Deterministic simulation testing is fast becoming the gold standard for how mission critical software is tested. Deterministic simulation testing was first popularized by the FoundationDB team who spent 18 months building a deterministic simulation framework for their database before ever letting it write or read data from an actual physical disk. The results speak for themselves: FoundationDB is widely considered to be one of the most robust and well-tested distributed databases, so much so that Kyle Kingsbury (of Jepsen fame) refused to test it because their deterministic simulator already stress tested FoundationDB more than the Jepsen framework ever could.

The WarpStream team utilized FoundationDB heavily at Datadog when we built Husky, Datadog’s columnar storage engine for event data. Over the course of our careers, our team has operated (and been on-call for) almost every database on the market: M3DB, etcd, ZooKeeper, Cassandra, Elasticsearch, Redis, MongoDB, MySQL, Postgres, Apache Kafka and more. In our experience, FoundationDB stands in a league of its own in terms of correctness and reliability due to its early investment in deterministic simulation testing.

A more recent example of a database system that leverages this approach to testing is TigerBeetle, a financial transactions database, that uses deterministic simulation testing to build one of the most robust financial OLTP databases available today.

When we were designing WarpStream, we knew that it wouldn’t be enough to just replace Apache Kafka with something cheaper and easier to operate. Kafka is the beating heart of many companies most critical infrastructure, and if we were to stand any chance of convincing those organizations to adopt WarpStream, we’d have to compress 12+ years of production hardening into a much shorter time frame. We accelerated this process with our architectural decision to rely on object storage as the only storage in the system, bypassing many of the tricky problems of ensuring data durability, availability, and replication at scale. Still, the fact that WarpStream leverages object storage is only a small part of ensuring the correctness of the overall system.

Antithesis

When we first heard about Antithesis, we could hardly contain our excitement. Antithesis has created the holy grail for testing distributed systems: a bespoke hypervisor that deterministically simulates an entire set of Docker containers and injects faults, created by the same people who made FoundationDB. For a group of gray-haired distributed systems engineers, seeing Antithesis in action felt like a tribe of cavemen stumbling upon a post-industrial revolution society. As we spoke more to the Antithesis team, an idea began to crystallize: we could use Antithesis to deterministically simulate not only WarpStream, but our entire SaaS!
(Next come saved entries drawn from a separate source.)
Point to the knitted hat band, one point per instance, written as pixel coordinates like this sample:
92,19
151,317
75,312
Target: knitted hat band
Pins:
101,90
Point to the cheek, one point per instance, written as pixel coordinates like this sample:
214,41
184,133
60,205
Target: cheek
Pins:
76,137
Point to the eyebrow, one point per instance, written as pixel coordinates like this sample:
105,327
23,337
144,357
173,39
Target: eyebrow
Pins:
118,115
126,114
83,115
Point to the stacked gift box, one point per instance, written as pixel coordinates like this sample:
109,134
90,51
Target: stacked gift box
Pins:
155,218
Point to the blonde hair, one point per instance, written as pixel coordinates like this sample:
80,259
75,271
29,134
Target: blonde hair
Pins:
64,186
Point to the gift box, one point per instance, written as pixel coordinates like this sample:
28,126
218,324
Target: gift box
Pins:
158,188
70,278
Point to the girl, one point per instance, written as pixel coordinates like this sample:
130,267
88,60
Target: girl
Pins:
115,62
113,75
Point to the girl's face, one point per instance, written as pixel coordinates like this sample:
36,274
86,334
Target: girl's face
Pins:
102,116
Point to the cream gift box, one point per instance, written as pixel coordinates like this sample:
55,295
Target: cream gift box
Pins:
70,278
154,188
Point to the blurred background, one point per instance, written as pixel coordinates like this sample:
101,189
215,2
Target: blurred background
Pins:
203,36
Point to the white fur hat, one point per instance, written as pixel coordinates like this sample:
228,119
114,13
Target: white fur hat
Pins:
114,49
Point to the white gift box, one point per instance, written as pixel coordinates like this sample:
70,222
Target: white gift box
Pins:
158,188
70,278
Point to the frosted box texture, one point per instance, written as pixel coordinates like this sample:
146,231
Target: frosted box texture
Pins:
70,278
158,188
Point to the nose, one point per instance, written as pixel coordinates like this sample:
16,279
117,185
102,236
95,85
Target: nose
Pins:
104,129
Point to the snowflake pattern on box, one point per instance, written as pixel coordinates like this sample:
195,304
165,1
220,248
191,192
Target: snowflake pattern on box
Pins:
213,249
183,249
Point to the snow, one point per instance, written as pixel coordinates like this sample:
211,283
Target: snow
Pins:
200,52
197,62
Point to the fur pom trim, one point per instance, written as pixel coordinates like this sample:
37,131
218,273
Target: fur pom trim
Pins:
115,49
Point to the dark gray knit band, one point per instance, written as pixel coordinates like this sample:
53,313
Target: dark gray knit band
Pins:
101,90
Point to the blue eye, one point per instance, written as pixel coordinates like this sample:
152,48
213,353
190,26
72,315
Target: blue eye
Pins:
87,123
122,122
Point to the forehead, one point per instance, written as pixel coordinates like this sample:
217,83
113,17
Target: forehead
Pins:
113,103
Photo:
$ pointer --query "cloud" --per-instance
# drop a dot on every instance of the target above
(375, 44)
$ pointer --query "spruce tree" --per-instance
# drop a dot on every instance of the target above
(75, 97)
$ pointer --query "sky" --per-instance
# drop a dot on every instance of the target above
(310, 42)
WarpStream was built differently than most traditional database products. It was designed from day one with a true data plane / control plane split. There are two primary components to WarpStream: First, the Agents (data plane) that act as “thick proxies” and expose the Kafka protocol to clients. The Agents also take care of all communication with object storage, layering in batching and caching to improve performance and keep costs low.


Second is the WarpStream control plane which has two major components:

  1. The metadata store that tracks cluster metadata and performs remote consensus.
  2. Our SaaS software that manages different tenants’ metadata stores, API keys, users, accounts, etc.
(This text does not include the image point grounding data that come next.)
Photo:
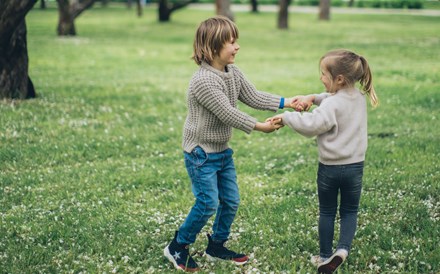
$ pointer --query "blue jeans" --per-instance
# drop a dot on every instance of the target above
(214, 185)
(332, 180)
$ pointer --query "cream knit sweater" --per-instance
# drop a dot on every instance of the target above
(340, 124)
(212, 107)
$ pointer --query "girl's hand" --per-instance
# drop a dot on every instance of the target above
(276, 120)
(267, 127)
(300, 102)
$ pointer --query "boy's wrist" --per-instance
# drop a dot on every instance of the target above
(282, 102)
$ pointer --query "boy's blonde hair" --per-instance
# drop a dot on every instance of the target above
(210, 37)
(354, 68)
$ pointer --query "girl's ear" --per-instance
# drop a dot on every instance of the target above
(340, 80)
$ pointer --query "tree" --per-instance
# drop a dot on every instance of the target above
(223, 7)
(254, 5)
(14, 62)
(166, 8)
(324, 9)
(283, 14)
(68, 11)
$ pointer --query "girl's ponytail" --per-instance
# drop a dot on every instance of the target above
(366, 82)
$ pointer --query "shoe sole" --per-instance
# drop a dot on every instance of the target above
(167, 254)
(331, 266)
(213, 259)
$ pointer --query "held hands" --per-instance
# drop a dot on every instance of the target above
(268, 126)
(300, 102)
(276, 120)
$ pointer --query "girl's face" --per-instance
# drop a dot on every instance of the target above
(226, 55)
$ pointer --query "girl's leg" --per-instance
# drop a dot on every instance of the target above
(228, 196)
(351, 189)
(202, 170)
(328, 177)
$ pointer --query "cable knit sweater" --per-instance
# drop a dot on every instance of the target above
(212, 107)
(340, 124)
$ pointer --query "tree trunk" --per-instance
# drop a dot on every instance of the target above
(14, 78)
(283, 15)
(139, 4)
(254, 5)
(324, 10)
(223, 7)
(68, 11)
(66, 21)
(165, 9)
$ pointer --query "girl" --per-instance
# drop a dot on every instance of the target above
(340, 124)
(212, 99)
The metadata store only has two dependencies:

  1. Any cloud KV store 
  2. Object storage

The SaaS software adds one additional dependency: a traditional SQL database for managing users, organization, API keys, etc. Looking at WarpStream’s minimal dependencies, we thought, why not test its entire customer experience, from initial signup to running Kafka workloads?

We created a docker-compose file that contains the following components:

  1. Several WarpStream Agents
  2. Several WarpStream Control Plane nodes
  3. Several Apache Kafka clients
  4. A KV store
  5. Postgres
  6. An object store (localstack)

With the help of the Antithesis team, we wrote a test workload that started all of those services, signed up for a WarpStream account, created a virtual cluster, and then began producing and consuming data. The workload was carefully structured so that we could assert on a variety of different important properties that WarpStream must maintain at all times.

The test workload consists of multiple producers that are each assigned a unique ID and write records to a small set of topics. These producers synchronously write a few small JSON records that contain the producer’s ID, a counter (a monotonic sequence number for that producer), and a few other properties. We repeat the same components as the record’s key, value, and in a header to ensure we never shuffle those around accidentally. The consumer side of the workload polls all the topics and all the partitions and asserts that:

  1. The topic and partition the record was consumed from matches the topic and partition the record was produced to.
  2. The offsets for each record in each partition are monotonic.
  3. The sequence numbers for each producer are monotonic, i.e. if we group the records by <Topic, Partition, ProducerID> the sequence number encoded in the record is monotonically increasing.

The consumers store all of the records for each polling iteration and can assert that a record at offset X in the previous poll still exists in a future poll. This ensures that WarpStream doesn't lose or reorder data as e.g. background compaction runs to reorganize the cluster’s data for more efficient access.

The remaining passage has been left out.